Was pretty committed to beating this until I hit the executive level and I started thinking about other video games I'd rather be playing. My own personal SHODAN, Larry Davis, sometimes mentions to me how a game he doesn't like drops in half-star increments the more he plays, and I think that about sums up how I started to feel about System Shock (2023). The difference here is that I have enough games to play right now and I'd rather not push ahead with this just to be like "yo, did you hear Nightdive made a 2.5/5 System Shock??"
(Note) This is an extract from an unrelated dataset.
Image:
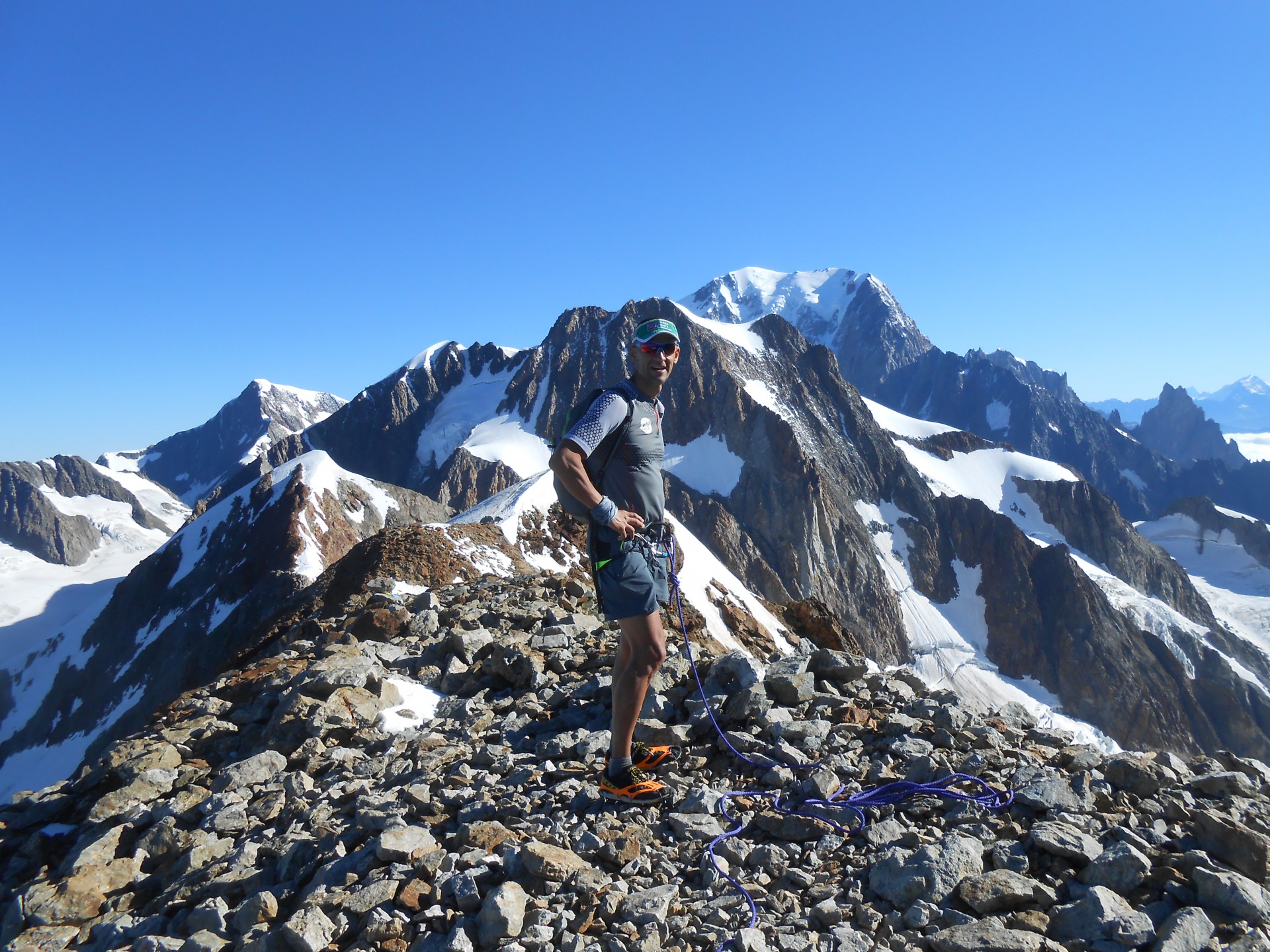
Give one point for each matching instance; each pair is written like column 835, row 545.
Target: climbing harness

Citadel Station is the same arduous maze it always was and it's still obtuse to navigate. It's massive, oppressive, and actively hostile towards your existence. Every step of the way you're fighting SHODAN, you are literally within her plucking out her eyes and shooting at the cells she sends after you like a body would attack a virus. But familiar as it is, it doesn't really add anything. The Enhanced Edition already solves a lot of System Shock's cumbersome controls, it lets you break apart its UI and chuck its superfluous elements into the trash, or you can play it the way LookingGlass intended: via a system of pulleys and levers. However, while the Enhanced Edition gives you modernized controls as an option, the remake is built with them from the ground up. You could play it with a controller if you want, like a monster.

This results in a much smoother experience, one that's accompanied by some great art direction, an excellent soundtrack, and combat that has much more ommph thanks to nearly 30 years of technological leaps in animation and graphics. It also feels completely unnecessary, and hours into getting horrifically lost and accidentally firing a mining laser at Earth again, I started to feel like my second run through the station was dragging. At its worst, removing too much of System Shock's chunkiness becomes detrimental to its charm, but perhaps that's the purist in me pining for whatever the hell this is.

Some aspects, like VR, feel actively worse than before, and I encountered a staggering amount of collision issues that sent me falling through floors and elevators. Occasional errors with the game mis-flagging my location left me spawning in regeneration booths on totally different floors, and I encountered one crash that required running through a few excruciating combat encounters in the Grove for a second time. Your mileage and PC build may vary, but I found the remake to be pretty flimsy.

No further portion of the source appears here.